Oh, there are laughs, especially in the first 20 minutes. Most of the film’s best moments involve Armando and his two ranching buddies just passing time, laughing at their own bland chitchat, singing a song at a campfire in a desert populated by the work of taxidermists. I won’t elaborate, in case you do end up seeing this film; you’re going to want to enjoy the laughs when they come. But for the most part, the comedy consists of things we’ve seen before.

Wacky naked love scenes? Top Secret! and The Tall Guy are standard-setting sex-scene spoofs. If you still think the sight of Ferrell’s bare ass is funny, this one may spark a few chuckles, but then it just keeps going and going.

Spoofs of shootouts? You’d do better to revisit Top Secret! again, or Hot Fuzz.

Absurd, hallucinatory dream sequences in which Ferrell dresses up in wild costumes? This movie makes me think that the director said “Let’s come up with some really weird stuff, like you did in Zoolander.

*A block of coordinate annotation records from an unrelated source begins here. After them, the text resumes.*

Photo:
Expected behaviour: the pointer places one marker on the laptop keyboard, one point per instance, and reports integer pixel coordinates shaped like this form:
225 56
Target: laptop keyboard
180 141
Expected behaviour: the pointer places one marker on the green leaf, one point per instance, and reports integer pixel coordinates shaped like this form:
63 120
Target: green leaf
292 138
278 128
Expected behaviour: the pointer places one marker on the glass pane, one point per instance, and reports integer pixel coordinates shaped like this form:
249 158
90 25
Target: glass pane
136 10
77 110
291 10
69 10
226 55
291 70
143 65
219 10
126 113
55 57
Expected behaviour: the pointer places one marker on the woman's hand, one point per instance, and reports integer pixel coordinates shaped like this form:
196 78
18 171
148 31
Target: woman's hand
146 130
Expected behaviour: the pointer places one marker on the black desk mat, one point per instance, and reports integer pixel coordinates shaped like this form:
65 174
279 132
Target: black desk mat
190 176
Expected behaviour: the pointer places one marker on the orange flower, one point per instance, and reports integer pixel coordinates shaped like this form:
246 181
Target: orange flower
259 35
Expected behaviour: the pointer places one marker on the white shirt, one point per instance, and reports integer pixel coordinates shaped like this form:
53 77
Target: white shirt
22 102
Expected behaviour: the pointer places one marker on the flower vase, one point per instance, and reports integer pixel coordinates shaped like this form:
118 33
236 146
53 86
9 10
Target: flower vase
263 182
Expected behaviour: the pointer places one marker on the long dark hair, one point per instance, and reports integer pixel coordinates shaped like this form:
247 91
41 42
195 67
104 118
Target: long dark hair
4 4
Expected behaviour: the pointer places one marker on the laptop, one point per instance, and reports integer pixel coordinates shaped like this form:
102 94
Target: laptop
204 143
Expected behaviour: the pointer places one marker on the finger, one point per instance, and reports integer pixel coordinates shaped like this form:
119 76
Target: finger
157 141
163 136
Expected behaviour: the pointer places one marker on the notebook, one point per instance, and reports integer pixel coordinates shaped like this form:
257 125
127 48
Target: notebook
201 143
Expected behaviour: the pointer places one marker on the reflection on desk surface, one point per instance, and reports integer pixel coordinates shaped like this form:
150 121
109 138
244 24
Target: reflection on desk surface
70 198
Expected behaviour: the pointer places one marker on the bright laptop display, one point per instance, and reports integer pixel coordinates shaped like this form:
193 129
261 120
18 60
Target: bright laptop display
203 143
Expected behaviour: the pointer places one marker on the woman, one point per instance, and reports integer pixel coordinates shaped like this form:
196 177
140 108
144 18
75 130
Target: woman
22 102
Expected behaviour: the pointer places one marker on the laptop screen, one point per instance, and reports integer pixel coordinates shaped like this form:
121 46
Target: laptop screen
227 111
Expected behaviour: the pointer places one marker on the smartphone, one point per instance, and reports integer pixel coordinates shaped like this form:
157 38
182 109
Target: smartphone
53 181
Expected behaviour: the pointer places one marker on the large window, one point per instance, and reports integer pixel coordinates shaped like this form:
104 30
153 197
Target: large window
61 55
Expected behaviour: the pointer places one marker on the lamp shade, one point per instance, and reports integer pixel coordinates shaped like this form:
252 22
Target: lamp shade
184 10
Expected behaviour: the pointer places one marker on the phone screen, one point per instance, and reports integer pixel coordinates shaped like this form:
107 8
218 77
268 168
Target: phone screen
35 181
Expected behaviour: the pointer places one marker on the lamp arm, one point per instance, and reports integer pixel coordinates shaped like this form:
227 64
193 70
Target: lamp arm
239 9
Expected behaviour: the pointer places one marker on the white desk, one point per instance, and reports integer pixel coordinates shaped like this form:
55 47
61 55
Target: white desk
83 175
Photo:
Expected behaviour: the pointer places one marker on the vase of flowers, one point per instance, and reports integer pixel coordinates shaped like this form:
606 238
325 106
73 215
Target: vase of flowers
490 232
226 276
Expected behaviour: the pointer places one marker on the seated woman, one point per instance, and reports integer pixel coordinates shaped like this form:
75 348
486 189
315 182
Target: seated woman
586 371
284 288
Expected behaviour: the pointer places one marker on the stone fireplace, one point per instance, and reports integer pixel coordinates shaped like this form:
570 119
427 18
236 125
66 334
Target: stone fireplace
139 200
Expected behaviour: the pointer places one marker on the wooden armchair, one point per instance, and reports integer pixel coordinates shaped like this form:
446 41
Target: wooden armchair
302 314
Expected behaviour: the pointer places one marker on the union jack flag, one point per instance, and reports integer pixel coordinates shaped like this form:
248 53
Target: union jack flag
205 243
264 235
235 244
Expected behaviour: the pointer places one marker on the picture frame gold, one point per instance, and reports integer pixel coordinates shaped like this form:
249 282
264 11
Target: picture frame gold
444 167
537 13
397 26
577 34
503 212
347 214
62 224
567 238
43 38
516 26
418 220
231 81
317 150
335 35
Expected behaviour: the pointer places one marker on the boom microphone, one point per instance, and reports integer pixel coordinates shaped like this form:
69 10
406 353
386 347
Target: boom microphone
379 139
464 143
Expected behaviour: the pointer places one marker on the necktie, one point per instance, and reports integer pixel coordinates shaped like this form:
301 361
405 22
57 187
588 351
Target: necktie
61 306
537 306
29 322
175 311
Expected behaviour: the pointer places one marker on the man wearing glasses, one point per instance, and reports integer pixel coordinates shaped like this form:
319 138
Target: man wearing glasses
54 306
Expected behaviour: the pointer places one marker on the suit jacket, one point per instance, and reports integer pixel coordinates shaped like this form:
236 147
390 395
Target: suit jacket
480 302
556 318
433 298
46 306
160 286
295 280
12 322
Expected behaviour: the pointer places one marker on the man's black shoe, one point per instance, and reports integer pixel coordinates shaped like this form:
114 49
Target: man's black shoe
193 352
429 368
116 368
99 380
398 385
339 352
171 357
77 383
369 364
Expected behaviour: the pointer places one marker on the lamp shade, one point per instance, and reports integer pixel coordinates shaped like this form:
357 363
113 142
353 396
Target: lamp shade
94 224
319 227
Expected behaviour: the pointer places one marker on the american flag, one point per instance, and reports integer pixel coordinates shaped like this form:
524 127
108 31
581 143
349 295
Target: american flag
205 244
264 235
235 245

Making things even more unstable is the film’s preoccupation with bodies being blown to bits by bullets. The running gag of the film’s cheapness, its fake backdrops and stuffed animals, make the carnage seem strangely incongruous. It’s not funny. It’s kind of disturbing.

Okay, I know that what’s funny to some people isn’t funny to others. But certainly we can talk about whether a comedy is creative. This one has a few good ideas, which I happen to think are poorly executed, and it then returns to them again and again. The film’s reliance on stuffed animals for the desert wildlife is funny the first couple of times, but the filmmakers seem to love the idea so much that they spend more and more time on it.

Is Ferrell getting lazy? Is he losing his touch? I’m not sure. Maybe he had a good idea, and it ended up in the hands of the wrong screenwriters and the wrong director. I don’t know, and I’m not sure it’s worth speculating about. Whatever happened, I hope Ferrell sits down and watches this sometime, and I hope he senses how quickly it runs out of fuel as soon as it’s out on the road. I’m sure he has plenty of experience watching SNL skits that never really lived up to their potential.

Those are easy to forgive. But this 86-minute sketch is costing moviegoers around $12 bucks a ticket. They deserve something memorable for that kind of money.